Slowly but surely, Pernod Fils gained traction and took hold of the market, not only because of its flagship spirit, absinthe, a well-regarded healthy drink, but because not-so-sick people had found in absinthe a way to unwind.

The real boost for the company came in times of war, in 1844, during the Algerian War of Independence. The French army, looking to keep control of the African country, received daily rations of absinthe to prevent the troops from getting sick with contaminated water. The war ended in French defeat in 1847, but the French legion returned home with a newly gained taste for the anise-flavored absinthe.

Things couldn’t get better for the spirits industry as phylloxera, an American grapevine parasite, entered the country in 1863 and decimated ninety percent of European vineyards. The deadly lice cleared the path for absinth to gain the preference of the entire country, and so it did.

Cafes in Paris and all over the country served the green fairy, and everyone, every day, after working hours, gathered to celebrate the I’heure verte (the green hour) without restraint.

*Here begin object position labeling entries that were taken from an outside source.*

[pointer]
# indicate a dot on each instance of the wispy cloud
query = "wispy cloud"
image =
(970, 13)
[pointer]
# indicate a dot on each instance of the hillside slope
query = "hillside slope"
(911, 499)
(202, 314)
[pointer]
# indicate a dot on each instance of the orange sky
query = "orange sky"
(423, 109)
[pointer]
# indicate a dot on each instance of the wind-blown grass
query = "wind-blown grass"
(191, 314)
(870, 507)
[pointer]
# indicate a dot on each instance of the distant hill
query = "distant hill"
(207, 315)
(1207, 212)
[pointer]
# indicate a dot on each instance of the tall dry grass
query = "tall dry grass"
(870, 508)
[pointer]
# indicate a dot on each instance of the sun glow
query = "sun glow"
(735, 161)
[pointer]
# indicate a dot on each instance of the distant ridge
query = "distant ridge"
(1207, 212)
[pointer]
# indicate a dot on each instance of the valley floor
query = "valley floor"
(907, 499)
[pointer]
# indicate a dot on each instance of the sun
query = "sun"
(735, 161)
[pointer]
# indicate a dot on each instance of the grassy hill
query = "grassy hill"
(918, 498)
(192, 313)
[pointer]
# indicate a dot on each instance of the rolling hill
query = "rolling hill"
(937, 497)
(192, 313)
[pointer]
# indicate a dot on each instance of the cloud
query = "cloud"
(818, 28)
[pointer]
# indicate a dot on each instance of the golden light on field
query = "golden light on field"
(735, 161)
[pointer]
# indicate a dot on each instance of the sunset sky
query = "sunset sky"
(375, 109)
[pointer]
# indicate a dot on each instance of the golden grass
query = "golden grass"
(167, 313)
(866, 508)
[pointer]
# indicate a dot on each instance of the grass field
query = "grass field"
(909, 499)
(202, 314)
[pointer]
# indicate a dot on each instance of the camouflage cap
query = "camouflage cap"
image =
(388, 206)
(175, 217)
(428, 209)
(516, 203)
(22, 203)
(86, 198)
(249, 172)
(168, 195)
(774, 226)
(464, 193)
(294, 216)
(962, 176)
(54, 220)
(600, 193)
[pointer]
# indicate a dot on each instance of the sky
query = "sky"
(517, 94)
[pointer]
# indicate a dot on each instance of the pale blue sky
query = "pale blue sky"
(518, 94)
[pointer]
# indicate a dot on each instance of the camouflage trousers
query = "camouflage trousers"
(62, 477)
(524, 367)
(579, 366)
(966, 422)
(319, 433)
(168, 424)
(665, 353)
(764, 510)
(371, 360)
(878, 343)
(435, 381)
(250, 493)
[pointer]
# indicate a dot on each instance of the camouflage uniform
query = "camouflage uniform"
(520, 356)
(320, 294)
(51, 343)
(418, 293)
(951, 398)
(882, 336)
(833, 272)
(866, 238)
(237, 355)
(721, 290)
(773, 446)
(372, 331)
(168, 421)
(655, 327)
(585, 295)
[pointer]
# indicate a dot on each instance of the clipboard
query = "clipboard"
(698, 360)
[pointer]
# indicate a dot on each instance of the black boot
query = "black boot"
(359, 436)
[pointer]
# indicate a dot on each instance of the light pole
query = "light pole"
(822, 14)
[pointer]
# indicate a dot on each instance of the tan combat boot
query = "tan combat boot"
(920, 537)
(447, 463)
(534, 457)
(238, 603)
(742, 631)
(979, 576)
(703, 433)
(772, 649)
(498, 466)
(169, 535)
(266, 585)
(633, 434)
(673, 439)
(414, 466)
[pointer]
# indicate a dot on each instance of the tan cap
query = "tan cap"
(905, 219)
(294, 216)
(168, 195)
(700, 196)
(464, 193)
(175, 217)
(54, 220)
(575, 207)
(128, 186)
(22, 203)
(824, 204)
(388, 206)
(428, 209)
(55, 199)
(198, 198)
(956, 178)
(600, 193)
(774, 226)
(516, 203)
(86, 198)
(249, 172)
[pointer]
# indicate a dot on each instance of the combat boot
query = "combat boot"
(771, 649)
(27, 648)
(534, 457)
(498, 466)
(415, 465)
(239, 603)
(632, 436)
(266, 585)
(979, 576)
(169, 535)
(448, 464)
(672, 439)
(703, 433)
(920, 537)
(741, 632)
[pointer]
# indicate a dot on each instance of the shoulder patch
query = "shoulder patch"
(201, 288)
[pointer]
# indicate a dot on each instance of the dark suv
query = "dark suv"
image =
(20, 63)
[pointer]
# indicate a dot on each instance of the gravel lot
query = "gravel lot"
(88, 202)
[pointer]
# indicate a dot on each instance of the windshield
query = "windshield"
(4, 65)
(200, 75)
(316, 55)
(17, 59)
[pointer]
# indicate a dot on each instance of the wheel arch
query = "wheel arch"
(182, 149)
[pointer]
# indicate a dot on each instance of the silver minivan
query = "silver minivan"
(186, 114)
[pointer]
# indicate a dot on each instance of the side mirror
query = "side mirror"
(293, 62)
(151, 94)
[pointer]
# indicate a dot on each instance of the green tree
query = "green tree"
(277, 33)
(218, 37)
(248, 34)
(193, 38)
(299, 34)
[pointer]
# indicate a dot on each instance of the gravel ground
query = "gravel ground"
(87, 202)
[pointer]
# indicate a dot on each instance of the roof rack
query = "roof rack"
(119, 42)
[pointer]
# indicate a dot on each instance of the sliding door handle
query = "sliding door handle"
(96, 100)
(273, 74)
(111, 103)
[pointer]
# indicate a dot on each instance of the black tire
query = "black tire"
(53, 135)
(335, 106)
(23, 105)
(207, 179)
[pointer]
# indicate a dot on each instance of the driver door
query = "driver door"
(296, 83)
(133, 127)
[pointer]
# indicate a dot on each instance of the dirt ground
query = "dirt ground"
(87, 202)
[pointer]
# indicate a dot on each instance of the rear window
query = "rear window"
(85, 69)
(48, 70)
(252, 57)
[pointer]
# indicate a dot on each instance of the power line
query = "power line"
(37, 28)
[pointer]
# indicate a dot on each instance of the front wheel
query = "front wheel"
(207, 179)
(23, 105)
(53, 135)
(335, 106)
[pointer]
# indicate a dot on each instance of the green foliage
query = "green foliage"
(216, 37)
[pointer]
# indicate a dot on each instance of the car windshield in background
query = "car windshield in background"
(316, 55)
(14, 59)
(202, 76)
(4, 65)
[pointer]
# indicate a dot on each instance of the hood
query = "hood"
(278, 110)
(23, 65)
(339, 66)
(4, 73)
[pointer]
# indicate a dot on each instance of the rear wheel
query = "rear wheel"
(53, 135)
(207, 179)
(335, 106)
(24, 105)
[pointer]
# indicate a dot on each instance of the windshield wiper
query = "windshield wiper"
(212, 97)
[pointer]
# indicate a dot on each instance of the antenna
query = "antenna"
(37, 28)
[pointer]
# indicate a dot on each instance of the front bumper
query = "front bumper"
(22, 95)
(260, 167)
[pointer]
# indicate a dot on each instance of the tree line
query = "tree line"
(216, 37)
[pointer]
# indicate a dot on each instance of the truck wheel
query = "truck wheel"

The Belle époque, the French Golden age, began after the Franco-Prussian War in 1871 and will forever be remembered as a time of prosperity. Social and technological innovations brought optimism, while artists and bohemians released their creativity, often with a glass of absinthe in hand.

The construction of the Eiffel Tower, the festive Moulin Rouge, the nouveau-riches sharing a table with artists like Toulouse-Lautrec and Van Gogh; the craze for absinthe expanded through Europe and reached America. Life couldn’t be better, but good times never last.

Poster of Cafe in Paris - Green Hour

The Hard Times

The first half of the twentieth century was plagued with war, horror, and deception. Absinthe had gained a poor reputation for rising alcoholism rates, violence, and social instability.

Grape growers, on their feet again, lobbied hard against the spirit, and with the help of coincidental, alcohol-related crimes and murders, absinthe eventually got banned in Switzerland in 1910, in America in 1912 and France in 1915. The World Wars followed, and the green fairy was lost in time, did it not?

The absinthe ban didn’t reach all the corners of Europe, and countries like Czechoslovakia continued its production, becoming home of the last authentic wormwood absinthe.

It wasn’t until the 1990s when Western European countries lifted the absinthe ban, although it took a few more decades to be legal in America, in 2007, and France, in 2011, almost one hundred years after the 1915 ban.

The next absinthe revolution took place on the Internet, when pioneers like Absinthe Original, founded in 1996, began shipping real absinthe with thujone to every corner on earth, reviving the genuine spirit of the Belle époque and the traditions around the green fairy.

It’s been a lengthy ride, but absinthe is back. No one knows what the future has planned for the noble spirit, but we know good or bad, absinthe will survive it.

Absinthe is Here to Stay

As you see, absinthe is larger than life. No other spirit has such a controversial history or has been involved in so many love-hate stories. Will absinthe make you hallucinate? Probably not. Will it provoke a rampage of violence and death? Of course not. What absinthe brings to the table is a rich tradition entwined with the most important events in European history. Absinthe is drinking culture, and we can consider its craft nature an art form.

Absinthe Fountain With Four Absinthe Glasses

Today, absinthe is one of the greatest ambassadors for fine spirits, thanks to its timeless allure. The green fairy might seem to trend right now, but its popularity transcends time; it has always been popular, and it will always be.

Don’t miss out on being part of the beautiful world of absinthe and try it. The spirit’s mysticism will surely captivate you as you become part of its history, and it becomes part of yours.